Timur Tengah kembali membara setelah Presiden Donald Trump memerintahkan militer Amerika Serikat membunuh Qasem Soleimani, komandan Pasukan Quds Pengawal Revolusi Islam Iran di bandara internasional Bagdad, Irak.

Pembunuhan tersebut menimbulkan protes keras di dalam negeri Republik Islam Iran. Pemimpin tertinggi Republik Islam Iran Ayatullah Ali Khamenei bersumpah akan melakukan pembalasan terhadap kematian Jenderal Soleimani.

Di dalam negeri Iran pada hari Jum’at (3/1) terjadi demonstrasi besar-besaran yang mengutuk Donald Trump dan Amerika Serikat. Puluhan ribu rakyat Iran turun ke jalan memprotes pembunuhan Jenderal Soleimani.

Sementara itu, di dalam negeri Amerika Serikat, terjadi demonstrasi di berbagai kota yang menolak perang dengan Iran.

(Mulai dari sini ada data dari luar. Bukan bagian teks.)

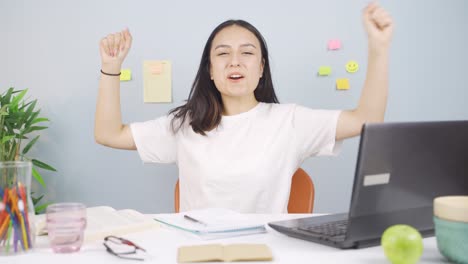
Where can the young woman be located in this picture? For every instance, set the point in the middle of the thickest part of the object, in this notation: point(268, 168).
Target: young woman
point(235, 146)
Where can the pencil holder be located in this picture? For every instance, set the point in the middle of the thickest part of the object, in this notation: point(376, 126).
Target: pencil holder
point(16, 208)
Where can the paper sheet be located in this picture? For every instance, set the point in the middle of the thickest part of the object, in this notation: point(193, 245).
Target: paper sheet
point(157, 81)
point(334, 44)
point(324, 71)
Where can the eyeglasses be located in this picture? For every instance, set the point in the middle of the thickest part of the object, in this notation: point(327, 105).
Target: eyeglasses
point(123, 248)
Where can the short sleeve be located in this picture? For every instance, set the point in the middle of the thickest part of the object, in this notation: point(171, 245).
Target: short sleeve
point(315, 132)
point(155, 140)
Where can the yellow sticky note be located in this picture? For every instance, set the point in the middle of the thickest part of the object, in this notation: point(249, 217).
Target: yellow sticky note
point(157, 81)
point(342, 84)
point(125, 75)
point(324, 70)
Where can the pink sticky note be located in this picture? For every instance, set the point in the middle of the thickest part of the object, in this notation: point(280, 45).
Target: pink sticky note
point(156, 68)
point(334, 44)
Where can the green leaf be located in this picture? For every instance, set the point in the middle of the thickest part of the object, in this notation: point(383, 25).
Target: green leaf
point(40, 209)
point(40, 119)
point(7, 138)
point(38, 177)
point(14, 103)
point(43, 165)
point(29, 145)
point(33, 128)
point(36, 200)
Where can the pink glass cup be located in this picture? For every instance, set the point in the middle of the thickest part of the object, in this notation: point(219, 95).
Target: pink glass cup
point(66, 223)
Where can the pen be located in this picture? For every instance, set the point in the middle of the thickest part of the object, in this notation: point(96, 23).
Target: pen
point(194, 220)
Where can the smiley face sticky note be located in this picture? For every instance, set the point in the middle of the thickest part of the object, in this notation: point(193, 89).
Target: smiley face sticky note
point(157, 81)
point(324, 71)
point(342, 84)
point(334, 44)
point(352, 66)
point(125, 75)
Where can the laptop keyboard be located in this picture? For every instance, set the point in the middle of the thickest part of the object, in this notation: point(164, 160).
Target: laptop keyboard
point(328, 230)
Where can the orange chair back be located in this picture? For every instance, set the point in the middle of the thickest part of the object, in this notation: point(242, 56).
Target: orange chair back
point(301, 197)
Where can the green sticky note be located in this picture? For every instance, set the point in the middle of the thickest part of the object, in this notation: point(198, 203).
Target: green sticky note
point(324, 70)
point(125, 75)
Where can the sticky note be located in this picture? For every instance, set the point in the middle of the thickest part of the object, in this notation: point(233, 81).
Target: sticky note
point(324, 71)
point(352, 66)
point(334, 44)
point(156, 68)
point(157, 81)
point(342, 84)
point(125, 75)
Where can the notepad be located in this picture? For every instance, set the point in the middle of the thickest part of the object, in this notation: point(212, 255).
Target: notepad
point(217, 223)
point(218, 252)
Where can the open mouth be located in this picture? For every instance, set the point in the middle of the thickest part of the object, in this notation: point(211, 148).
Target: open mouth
point(235, 77)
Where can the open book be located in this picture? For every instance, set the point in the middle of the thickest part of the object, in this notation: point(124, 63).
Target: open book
point(104, 220)
point(213, 223)
point(229, 253)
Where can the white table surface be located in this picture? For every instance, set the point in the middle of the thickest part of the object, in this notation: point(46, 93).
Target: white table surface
point(162, 244)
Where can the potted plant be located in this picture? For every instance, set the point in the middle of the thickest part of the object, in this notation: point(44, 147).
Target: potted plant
point(19, 119)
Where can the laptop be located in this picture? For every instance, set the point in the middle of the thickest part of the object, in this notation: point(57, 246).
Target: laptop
point(401, 168)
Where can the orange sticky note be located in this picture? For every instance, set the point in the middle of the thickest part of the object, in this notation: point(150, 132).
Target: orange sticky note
point(342, 84)
point(334, 44)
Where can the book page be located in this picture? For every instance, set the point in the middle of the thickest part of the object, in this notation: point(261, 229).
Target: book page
point(103, 221)
point(213, 219)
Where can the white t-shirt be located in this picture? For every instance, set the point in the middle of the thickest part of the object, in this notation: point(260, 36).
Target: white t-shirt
point(247, 162)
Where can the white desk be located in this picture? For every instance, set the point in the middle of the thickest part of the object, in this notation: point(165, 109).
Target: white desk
point(162, 245)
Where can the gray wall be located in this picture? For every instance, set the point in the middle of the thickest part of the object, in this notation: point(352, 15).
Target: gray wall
point(51, 47)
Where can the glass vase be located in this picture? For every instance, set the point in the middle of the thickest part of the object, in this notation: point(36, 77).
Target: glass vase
point(17, 232)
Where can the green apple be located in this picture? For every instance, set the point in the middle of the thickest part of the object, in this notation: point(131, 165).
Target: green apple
point(402, 244)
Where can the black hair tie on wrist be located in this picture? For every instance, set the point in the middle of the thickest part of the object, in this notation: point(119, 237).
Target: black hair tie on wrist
point(111, 74)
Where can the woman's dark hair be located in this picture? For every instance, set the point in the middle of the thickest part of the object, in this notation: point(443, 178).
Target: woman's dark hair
point(204, 106)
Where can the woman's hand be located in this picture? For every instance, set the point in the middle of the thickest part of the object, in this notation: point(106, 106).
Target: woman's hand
point(114, 48)
point(379, 27)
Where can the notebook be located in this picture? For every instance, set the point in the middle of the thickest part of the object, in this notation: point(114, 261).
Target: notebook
point(401, 168)
point(213, 223)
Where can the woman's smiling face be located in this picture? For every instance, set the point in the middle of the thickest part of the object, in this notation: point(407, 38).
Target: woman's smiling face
point(236, 63)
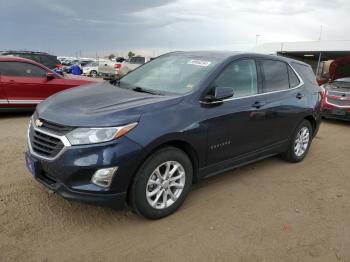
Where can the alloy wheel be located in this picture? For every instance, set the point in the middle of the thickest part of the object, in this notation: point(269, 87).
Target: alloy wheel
point(165, 184)
point(301, 142)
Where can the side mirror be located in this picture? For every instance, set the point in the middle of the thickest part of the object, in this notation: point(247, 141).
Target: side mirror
point(223, 93)
point(50, 75)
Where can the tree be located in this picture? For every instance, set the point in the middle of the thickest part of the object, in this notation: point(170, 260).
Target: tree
point(131, 54)
point(111, 56)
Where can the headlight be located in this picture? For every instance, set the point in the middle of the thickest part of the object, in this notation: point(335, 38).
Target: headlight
point(83, 136)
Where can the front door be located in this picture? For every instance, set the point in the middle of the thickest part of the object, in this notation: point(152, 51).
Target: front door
point(235, 127)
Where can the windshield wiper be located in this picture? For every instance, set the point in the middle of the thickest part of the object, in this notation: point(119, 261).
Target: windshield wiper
point(142, 90)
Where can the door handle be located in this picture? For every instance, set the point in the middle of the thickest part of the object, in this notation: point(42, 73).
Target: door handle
point(300, 95)
point(259, 104)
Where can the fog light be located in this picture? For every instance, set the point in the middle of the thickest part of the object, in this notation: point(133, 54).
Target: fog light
point(103, 177)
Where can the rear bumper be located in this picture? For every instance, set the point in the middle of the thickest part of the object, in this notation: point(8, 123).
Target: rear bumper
point(329, 113)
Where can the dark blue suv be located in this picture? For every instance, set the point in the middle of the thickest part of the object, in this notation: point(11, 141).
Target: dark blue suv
point(180, 118)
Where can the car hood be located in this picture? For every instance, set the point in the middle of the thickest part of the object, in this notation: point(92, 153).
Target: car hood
point(100, 104)
point(340, 68)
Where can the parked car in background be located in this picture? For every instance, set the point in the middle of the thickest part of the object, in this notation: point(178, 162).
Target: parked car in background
point(91, 69)
point(336, 89)
point(176, 120)
point(50, 61)
point(25, 83)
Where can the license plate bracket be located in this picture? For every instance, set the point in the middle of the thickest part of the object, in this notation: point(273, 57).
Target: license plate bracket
point(30, 163)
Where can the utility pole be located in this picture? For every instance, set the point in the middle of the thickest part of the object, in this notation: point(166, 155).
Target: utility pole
point(320, 36)
point(256, 39)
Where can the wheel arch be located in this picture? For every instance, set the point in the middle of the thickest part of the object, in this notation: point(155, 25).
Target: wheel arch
point(313, 122)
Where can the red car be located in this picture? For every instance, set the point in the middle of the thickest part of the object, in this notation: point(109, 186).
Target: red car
point(25, 83)
point(336, 93)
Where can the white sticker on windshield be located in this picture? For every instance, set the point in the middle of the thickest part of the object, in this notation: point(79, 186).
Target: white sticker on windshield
point(198, 62)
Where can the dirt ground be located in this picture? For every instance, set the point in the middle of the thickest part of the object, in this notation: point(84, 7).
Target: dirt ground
point(267, 211)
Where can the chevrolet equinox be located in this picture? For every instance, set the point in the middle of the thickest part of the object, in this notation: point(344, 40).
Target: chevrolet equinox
point(175, 120)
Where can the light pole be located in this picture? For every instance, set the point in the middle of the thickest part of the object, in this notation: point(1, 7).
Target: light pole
point(256, 39)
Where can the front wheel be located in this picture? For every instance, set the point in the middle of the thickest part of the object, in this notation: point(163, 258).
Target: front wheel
point(300, 143)
point(93, 73)
point(162, 183)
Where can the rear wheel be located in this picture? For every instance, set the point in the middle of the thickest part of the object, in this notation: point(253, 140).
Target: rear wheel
point(300, 143)
point(93, 73)
point(162, 183)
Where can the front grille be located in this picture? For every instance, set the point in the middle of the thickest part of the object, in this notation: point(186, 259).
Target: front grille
point(44, 144)
point(54, 128)
point(338, 102)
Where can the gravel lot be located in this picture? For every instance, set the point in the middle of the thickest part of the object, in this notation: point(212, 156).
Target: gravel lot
point(267, 211)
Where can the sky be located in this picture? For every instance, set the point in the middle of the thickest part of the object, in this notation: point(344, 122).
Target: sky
point(74, 27)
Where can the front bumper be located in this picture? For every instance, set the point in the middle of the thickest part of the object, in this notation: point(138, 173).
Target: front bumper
point(69, 174)
point(115, 200)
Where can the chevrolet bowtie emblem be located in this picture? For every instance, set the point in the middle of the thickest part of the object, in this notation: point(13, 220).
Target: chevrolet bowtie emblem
point(38, 123)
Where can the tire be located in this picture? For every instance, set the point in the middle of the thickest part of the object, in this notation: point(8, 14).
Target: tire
point(148, 181)
point(298, 147)
point(93, 73)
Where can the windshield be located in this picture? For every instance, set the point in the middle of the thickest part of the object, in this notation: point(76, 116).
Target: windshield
point(345, 79)
point(173, 73)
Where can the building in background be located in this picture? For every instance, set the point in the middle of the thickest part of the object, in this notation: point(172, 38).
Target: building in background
point(312, 52)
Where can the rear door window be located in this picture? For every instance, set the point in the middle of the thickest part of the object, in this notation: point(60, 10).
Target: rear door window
point(241, 76)
point(306, 73)
point(21, 69)
point(293, 78)
point(275, 75)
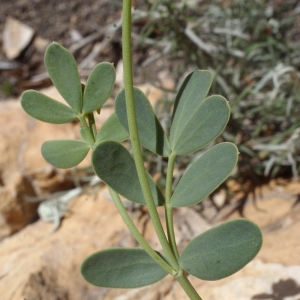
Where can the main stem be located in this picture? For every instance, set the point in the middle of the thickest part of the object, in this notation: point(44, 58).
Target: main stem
point(133, 130)
point(137, 235)
point(168, 207)
point(139, 162)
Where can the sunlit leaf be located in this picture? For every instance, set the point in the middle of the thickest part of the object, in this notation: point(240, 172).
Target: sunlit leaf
point(64, 153)
point(190, 95)
point(205, 175)
point(46, 109)
point(121, 268)
point(112, 130)
point(206, 123)
point(222, 251)
point(115, 166)
point(83, 135)
point(98, 87)
point(151, 134)
point(63, 71)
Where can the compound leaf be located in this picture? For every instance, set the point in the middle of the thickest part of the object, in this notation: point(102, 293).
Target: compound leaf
point(151, 134)
point(63, 71)
point(64, 153)
point(202, 126)
point(121, 268)
point(190, 95)
point(98, 87)
point(112, 130)
point(205, 175)
point(222, 251)
point(46, 109)
point(115, 166)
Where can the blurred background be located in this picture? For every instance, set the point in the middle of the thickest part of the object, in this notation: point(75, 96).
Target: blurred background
point(251, 47)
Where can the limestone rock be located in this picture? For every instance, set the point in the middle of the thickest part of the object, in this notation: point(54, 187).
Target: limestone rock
point(16, 37)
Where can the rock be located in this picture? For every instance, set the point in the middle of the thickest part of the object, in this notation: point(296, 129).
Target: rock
point(16, 37)
point(38, 265)
point(23, 171)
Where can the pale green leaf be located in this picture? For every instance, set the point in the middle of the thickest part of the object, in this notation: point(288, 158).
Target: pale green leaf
point(46, 109)
point(98, 87)
point(115, 166)
point(125, 268)
point(222, 251)
point(64, 153)
point(112, 130)
point(63, 71)
point(84, 135)
point(205, 175)
point(151, 134)
point(201, 127)
point(190, 95)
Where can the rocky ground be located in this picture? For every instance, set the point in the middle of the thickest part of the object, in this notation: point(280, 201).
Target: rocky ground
point(39, 263)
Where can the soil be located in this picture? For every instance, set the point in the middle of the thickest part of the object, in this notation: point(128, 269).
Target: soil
point(54, 21)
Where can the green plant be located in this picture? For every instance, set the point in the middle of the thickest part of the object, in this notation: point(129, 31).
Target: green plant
point(196, 121)
point(255, 67)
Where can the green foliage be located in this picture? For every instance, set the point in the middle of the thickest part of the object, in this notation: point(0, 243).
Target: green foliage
point(62, 69)
point(196, 122)
point(151, 134)
point(121, 268)
point(64, 153)
point(115, 166)
point(205, 175)
point(252, 49)
point(98, 87)
point(222, 251)
point(46, 109)
point(112, 130)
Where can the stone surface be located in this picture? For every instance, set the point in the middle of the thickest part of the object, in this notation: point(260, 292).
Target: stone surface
point(23, 171)
point(37, 264)
point(16, 37)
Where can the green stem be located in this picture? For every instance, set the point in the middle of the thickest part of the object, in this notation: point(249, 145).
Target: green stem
point(132, 124)
point(137, 235)
point(87, 129)
point(187, 286)
point(168, 207)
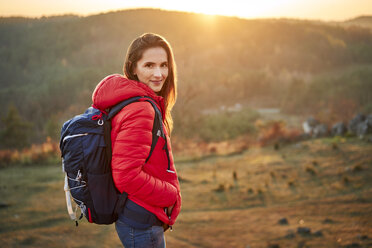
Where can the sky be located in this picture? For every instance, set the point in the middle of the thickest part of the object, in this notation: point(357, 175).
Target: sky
point(326, 10)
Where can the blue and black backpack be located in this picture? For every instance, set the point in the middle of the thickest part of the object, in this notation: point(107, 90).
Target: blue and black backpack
point(85, 145)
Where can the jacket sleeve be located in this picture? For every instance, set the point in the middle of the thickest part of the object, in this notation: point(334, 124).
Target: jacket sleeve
point(133, 130)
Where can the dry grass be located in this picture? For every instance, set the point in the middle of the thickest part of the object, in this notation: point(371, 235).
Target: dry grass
point(267, 185)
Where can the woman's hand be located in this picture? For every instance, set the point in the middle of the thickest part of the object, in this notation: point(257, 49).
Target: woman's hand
point(169, 210)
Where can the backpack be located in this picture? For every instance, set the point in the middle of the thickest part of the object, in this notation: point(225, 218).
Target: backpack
point(85, 146)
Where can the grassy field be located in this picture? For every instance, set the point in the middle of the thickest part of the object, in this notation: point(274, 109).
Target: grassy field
point(236, 200)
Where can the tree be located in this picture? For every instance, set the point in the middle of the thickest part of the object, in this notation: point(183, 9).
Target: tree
point(16, 132)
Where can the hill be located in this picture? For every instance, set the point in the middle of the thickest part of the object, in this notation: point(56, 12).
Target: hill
point(50, 66)
point(322, 186)
point(364, 21)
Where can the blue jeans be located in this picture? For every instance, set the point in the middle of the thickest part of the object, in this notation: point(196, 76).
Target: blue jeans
point(152, 237)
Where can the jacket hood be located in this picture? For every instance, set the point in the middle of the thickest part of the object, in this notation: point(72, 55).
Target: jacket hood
point(116, 88)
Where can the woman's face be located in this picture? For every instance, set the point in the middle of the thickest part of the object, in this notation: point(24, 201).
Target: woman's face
point(152, 68)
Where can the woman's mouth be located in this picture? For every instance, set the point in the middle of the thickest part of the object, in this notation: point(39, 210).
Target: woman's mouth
point(156, 82)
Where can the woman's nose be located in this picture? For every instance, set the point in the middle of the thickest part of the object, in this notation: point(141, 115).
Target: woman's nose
point(157, 72)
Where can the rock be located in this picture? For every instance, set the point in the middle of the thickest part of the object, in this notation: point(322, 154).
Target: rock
point(301, 244)
point(290, 234)
point(362, 237)
point(304, 231)
point(328, 221)
point(273, 246)
point(339, 129)
point(353, 123)
point(318, 233)
point(309, 125)
point(369, 120)
point(283, 221)
point(353, 245)
point(363, 129)
point(320, 130)
point(4, 205)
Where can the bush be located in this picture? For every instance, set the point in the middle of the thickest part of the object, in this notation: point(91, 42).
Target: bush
point(226, 125)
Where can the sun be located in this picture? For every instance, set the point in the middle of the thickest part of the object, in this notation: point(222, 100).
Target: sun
point(245, 9)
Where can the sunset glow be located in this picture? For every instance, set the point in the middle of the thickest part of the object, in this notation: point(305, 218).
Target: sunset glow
point(305, 9)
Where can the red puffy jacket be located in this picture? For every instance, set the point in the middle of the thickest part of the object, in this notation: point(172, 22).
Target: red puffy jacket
point(149, 184)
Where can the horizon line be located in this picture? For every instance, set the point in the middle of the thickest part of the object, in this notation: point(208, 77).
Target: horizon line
point(181, 11)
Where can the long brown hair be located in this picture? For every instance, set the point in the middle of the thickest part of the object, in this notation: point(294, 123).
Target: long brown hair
point(169, 89)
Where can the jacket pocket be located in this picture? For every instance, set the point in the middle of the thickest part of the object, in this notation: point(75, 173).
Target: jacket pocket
point(103, 192)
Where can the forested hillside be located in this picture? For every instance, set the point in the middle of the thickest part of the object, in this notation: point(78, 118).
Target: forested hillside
point(50, 66)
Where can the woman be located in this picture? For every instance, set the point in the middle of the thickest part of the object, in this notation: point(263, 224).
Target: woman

Mereka juga menyerukan supaya pasukan Amerika Serikat di Irak segera ditarik.


Ancaman Iran Serius

Satu-satunya negara di Timur Tengah yang berani menantang dan melawan Amerika Serikat ialah Republik Islam Iran.

Iran ditakuti bukan saja karena memiliki angkatan bersenjata yang kuat, tetapi memiliki militansi yang tinggi, persatuan yang kuat serta mempunyai jaringan militer yang terlatih di Libanon, Palestina, Yaman, Suriah, dan Irak yang siap digerakkan untuk melakukan pembalasan atas kematian Jenderal Qassem Soleimani.

Pertanyaannya, apa yang akan menjadi sasaran untuk melakukan balas dendam atas syahidnya Jenderal Soleimani?

Boleh jadi pangkalan militer, barak militer, kantor kedutaan besar, diplomat, Donald Trump atau keluarganya, membom kilang minyak, dan sebagainya.

Oleh karena yang bersumpah adalah pemimpin spiritual Republik Islam Iran, maka pasti dilaksanakan aksi balas dendam. Kapan dilaksanakan aksi balas dendam? Bisa cepat atau melibat sasaran yang jika dilakukan akan memberikan ledakan yang menakutkan dan mengguncangkan.

Sekarang ini, negara-negara di kawasan Timur Tengah yang menjadi kaki tangan Amerika Serikat, pasti ketakutan karena bisa saja aksi balas dendam atas syahidnya Jenderal Qassem Soleimani, mereka yang menjadi sasaran.

Semoga eskalasi ancaman perang antara Republik Islam Iran dengan Amerika Serikat bisa diredam, sehingga tidak berubah menjadi perang dunia lll.